Some Trucks to be Temporarily Banned from U.S. 93 in Boulder City During Construction
June 15, 2011
After compromising with Arizona and federal government officials, the Nevada Department of Transportation announced plans to temporarily ban some trucks from U.S. 93 in Boulder City.
The new rules will only reroute large southbound trucks on U.S. 93 during construction times.
The opening last fall of the new Mike O'Callaghan-Pat Tillman Memorial Bridge as part of the Hoover Dam Bypass created traffic backups in Boulder City where U.S. 93 narrows to one lane, prompting city leaders to call for a ban of truck traffic until the Boulder City Bypass can be built.
Prior to the bridge opening, trucks had been rerouted through Laughlin rather than going over the Hoover Dam, adding cost and time to the trip for commercial truckers.
Nevada officials announced in February an accelerated construction plan to widen the existing U.S. 93 through Boulder City while they wait for funds to build the Boulder City Bypass, a new freeway around the city.
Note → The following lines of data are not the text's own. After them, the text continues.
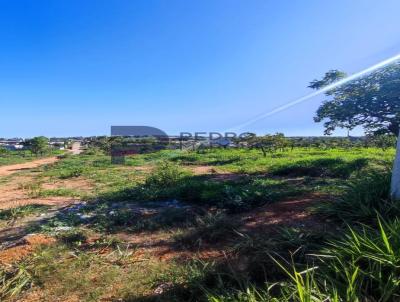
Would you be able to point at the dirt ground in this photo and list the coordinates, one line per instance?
(159, 244)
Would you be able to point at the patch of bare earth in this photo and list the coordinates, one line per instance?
(78, 183)
(215, 173)
(13, 195)
(290, 213)
(10, 169)
(23, 248)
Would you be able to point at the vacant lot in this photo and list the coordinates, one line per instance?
(212, 225)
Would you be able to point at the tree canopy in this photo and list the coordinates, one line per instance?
(372, 102)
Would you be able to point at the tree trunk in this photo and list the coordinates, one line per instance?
(395, 189)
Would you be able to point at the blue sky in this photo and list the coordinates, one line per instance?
(78, 67)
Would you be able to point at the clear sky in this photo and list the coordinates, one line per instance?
(78, 67)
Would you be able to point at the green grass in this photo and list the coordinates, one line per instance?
(21, 156)
(352, 256)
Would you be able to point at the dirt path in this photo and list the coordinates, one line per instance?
(7, 170)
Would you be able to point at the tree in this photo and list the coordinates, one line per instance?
(38, 144)
(372, 102)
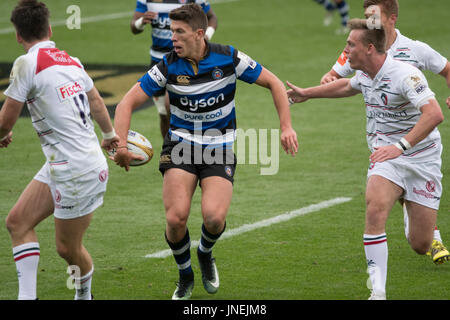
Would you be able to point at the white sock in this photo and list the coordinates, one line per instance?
(375, 247)
(406, 221)
(437, 235)
(26, 257)
(84, 291)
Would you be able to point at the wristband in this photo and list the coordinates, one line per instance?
(405, 143)
(397, 144)
(109, 135)
(139, 24)
(209, 32)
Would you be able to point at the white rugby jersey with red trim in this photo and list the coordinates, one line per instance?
(54, 85)
(392, 101)
(414, 52)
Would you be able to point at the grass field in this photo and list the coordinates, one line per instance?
(317, 256)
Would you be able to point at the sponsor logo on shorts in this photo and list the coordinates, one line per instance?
(103, 175)
(57, 196)
(431, 188)
(229, 171)
(165, 158)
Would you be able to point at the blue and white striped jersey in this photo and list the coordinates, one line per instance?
(201, 96)
(161, 34)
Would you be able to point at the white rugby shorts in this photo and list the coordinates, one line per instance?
(76, 197)
(421, 182)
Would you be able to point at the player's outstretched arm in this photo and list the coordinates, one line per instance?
(134, 98)
(101, 115)
(330, 76)
(446, 74)
(9, 114)
(288, 135)
(337, 89)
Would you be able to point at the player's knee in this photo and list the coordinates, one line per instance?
(214, 223)
(175, 220)
(66, 251)
(13, 223)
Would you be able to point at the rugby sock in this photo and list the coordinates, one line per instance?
(207, 242)
(182, 254)
(343, 9)
(375, 247)
(26, 257)
(406, 221)
(84, 290)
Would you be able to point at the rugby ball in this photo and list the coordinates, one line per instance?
(139, 145)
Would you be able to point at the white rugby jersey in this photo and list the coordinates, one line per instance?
(414, 52)
(54, 85)
(392, 103)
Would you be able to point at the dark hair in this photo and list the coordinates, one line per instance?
(192, 14)
(30, 18)
(387, 6)
(375, 36)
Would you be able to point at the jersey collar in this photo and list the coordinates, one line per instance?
(42, 44)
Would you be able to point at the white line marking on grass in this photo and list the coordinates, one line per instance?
(263, 223)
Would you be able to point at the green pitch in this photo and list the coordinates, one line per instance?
(315, 256)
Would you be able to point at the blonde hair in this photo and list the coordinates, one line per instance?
(374, 36)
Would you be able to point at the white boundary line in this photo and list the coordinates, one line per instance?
(263, 223)
(101, 17)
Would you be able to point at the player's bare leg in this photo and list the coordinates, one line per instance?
(178, 189)
(422, 221)
(216, 198)
(381, 195)
(69, 245)
(34, 205)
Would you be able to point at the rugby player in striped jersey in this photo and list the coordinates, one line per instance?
(200, 78)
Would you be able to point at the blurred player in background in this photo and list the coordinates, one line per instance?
(343, 8)
(405, 144)
(156, 13)
(413, 52)
(200, 78)
(61, 98)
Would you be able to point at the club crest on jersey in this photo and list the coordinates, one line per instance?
(217, 74)
(416, 83)
(183, 80)
(431, 186)
(68, 90)
(384, 99)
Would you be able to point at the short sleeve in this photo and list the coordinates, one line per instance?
(247, 69)
(431, 59)
(20, 80)
(154, 80)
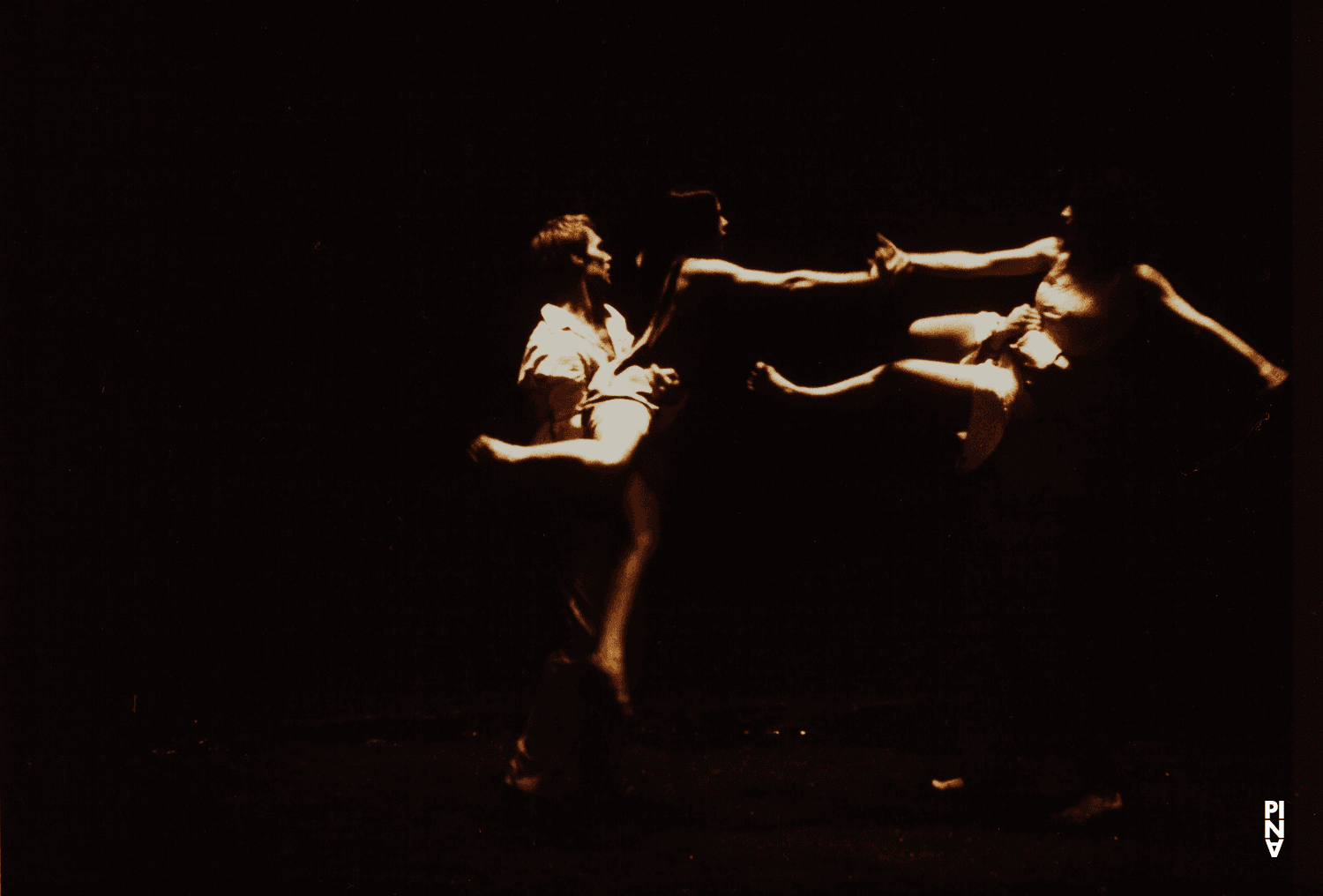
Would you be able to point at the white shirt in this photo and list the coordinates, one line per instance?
(560, 362)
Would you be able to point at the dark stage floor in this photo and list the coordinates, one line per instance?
(817, 795)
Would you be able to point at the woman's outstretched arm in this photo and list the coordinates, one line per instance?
(1273, 375)
(1035, 258)
(619, 428)
(717, 272)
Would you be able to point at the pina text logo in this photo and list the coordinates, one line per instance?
(1270, 827)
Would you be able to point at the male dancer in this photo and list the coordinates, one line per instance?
(573, 347)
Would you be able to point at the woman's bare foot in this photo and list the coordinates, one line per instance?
(613, 666)
(1273, 376)
(1088, 808)
(764, 377)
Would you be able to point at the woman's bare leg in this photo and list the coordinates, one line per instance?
(952, 336)
(992, 392)
(994, 389)
(764, 377)
(640, 510)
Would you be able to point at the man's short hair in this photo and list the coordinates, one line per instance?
(560, 250)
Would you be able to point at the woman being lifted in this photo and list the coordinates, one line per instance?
(1088, 298)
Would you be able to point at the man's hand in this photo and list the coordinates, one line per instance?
(663, 380)
(484, 449)
(888, 261)
(1021, 320)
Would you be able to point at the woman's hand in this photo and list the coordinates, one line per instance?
(663, 380)
(1021, 320)
(888, 261)
(484, 449)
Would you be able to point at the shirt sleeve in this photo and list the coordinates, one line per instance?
(557, 377)
(630, 384)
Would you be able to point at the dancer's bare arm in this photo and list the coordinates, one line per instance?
(1035, 258)
(1273, 375)
(701, 272)
(621, 425)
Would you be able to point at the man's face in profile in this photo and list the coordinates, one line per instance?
(597, 269)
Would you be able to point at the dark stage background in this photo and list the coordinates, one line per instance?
(266, 280)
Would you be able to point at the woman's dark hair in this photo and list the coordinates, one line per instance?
(1106, 221)
(560, 249)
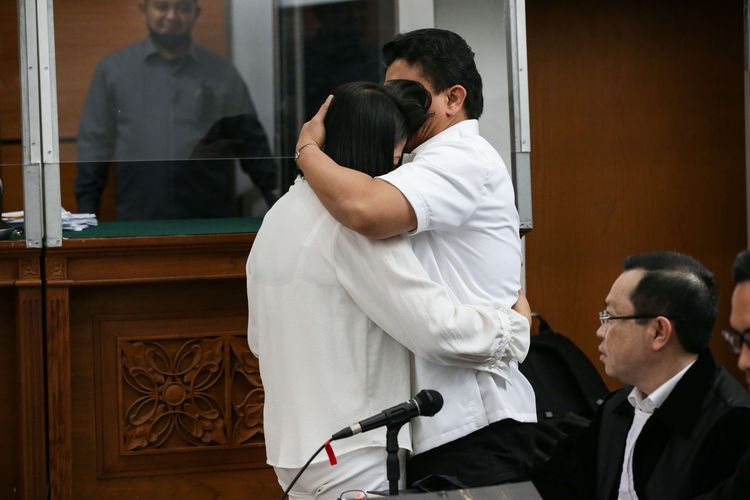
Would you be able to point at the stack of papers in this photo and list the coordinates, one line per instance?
(70, 221)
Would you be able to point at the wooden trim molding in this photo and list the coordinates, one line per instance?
(20, 270)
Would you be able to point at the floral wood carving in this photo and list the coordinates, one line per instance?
(179, 393)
The Legislature has since passed a bill that would allow a private company to build the freeway as a toll road.
However, Boulder City officials were adamant that trucks needed to be kept off the route while it was under construction. Under the compromise, certain over-dimensional vehicles will be kept out of the construction zone.
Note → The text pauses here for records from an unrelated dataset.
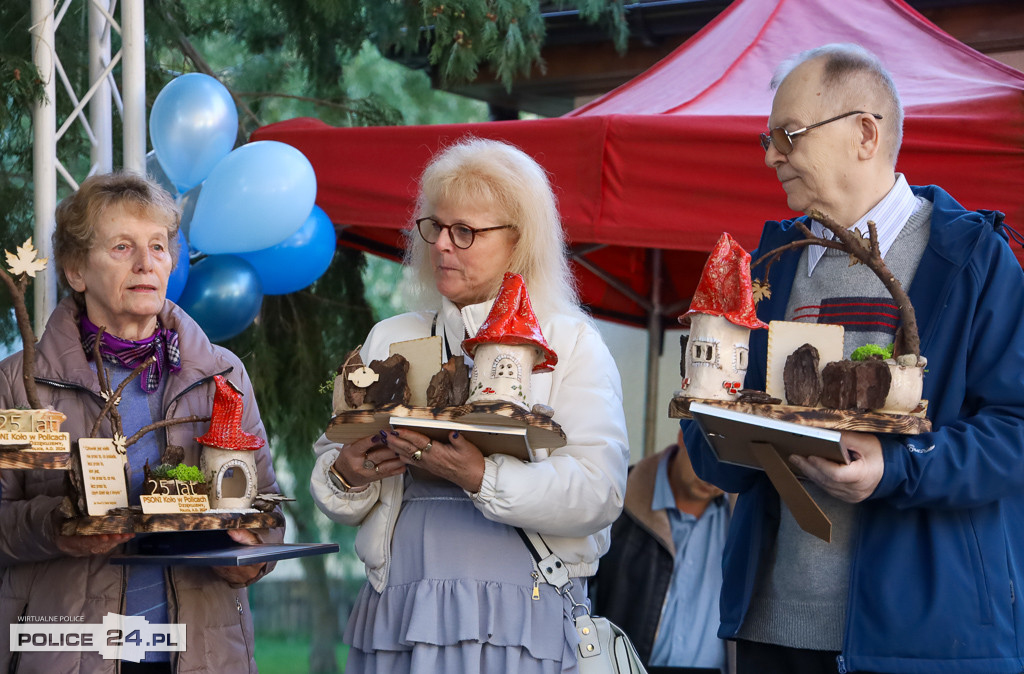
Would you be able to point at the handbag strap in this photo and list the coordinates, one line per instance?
(550, 565)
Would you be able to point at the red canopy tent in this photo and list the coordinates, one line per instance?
(650, 174)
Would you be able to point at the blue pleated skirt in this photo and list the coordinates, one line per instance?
(458, 598)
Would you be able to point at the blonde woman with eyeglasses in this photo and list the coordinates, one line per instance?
(451, 586)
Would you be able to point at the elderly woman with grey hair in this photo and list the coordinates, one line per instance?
(451, 586)
(114, 247)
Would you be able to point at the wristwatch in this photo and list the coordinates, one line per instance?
(339, 481)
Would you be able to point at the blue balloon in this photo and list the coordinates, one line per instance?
(255, 198)
(300, 259)
(179, 277)
(223, 295)
(193, 126)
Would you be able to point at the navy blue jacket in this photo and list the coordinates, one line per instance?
(939, 547)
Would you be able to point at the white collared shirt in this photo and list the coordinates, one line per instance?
(890, 215)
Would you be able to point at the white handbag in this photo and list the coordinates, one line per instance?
(604, 647)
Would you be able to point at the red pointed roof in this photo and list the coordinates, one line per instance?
(511, 321)
(725, 287)
(225, 423)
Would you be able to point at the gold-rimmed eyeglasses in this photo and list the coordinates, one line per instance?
(462, 235)
(782, 139)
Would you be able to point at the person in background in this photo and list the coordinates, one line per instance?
(451, 585)
(924, 570)
(662, 578)
(114, 247)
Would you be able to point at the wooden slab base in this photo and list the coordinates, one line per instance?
(35, 460)
(138, 522)
(541, 431)
(869, 422)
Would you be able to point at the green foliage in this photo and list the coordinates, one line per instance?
(180, 472)
(186, 473)
(867, 350)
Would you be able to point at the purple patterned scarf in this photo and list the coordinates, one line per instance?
(163, 344)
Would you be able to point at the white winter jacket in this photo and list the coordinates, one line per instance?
(570, 496)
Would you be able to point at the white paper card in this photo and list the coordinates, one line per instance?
(102, 475)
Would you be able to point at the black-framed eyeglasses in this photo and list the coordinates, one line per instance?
(782, 139)
(462, 236)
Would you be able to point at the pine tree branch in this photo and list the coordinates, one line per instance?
(310, 99)
(192, 53)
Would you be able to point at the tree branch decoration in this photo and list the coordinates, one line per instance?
(862, 251)
(19, 267)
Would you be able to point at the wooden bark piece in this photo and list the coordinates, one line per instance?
(849, 385)
(838, 388)
(803, 383)
(450, 387)
(392, 385)
(872, 379)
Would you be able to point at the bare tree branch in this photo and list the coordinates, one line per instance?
(909, 339)
(24, 321)
(163, 424)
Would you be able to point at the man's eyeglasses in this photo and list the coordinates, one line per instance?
(782, 139)
(462, 235)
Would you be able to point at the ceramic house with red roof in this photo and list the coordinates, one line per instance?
(508, 348)
(228, 456)
(721, 318)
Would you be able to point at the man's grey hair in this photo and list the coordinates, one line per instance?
(846, 65)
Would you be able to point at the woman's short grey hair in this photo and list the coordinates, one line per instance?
(847, 69)
(78, 214)
(498, 176)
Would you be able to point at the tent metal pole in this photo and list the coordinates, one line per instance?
(133, 83)
(653, 353)
(44, 155)
(100, 115)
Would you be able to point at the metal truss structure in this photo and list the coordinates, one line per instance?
(101, 97)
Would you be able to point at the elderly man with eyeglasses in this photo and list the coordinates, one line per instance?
(924, 566)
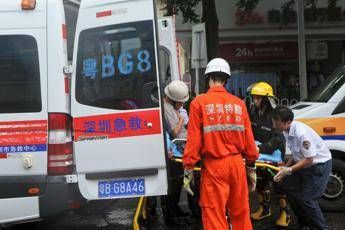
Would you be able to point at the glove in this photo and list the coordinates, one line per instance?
(251, 177)
(188, 179)
(284, 171)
Once construction starts, three-axle, super loads, annual permitees, five-day permitees and LCD trucks will be banned from the work zone on southbound U.S. 93, between Buchannan Boulevard and the Hoover Dam interchange.
In addition, all trucks and other commercial vehicles exceeding 26,000 pounds gross vehicle weight will be restricted during peak traffic periods, normally from 8 a.m. to 5 p.m. Monday through Saturday.
Project Manager Tony Lorenzi said the restrictions would only be in effect for southbound traffic because most of the construction will be in the southbound lanes and the northbound side of the road has more room for construction.
The transportation department also agreed to not enforce the truck ban during the annual River Regatta celebration in Bullhead City, from Aug. 11 to 13.
The project, and the truck rules, are expected to begin in late July and be complete by late fall, hopefully in time for holiday traffic, officials said.
The Nevada Highway Patrol and Boulder City Police will be enforcing the rules, and the transportation department will use dynamic message signs to alert drivers of the rules.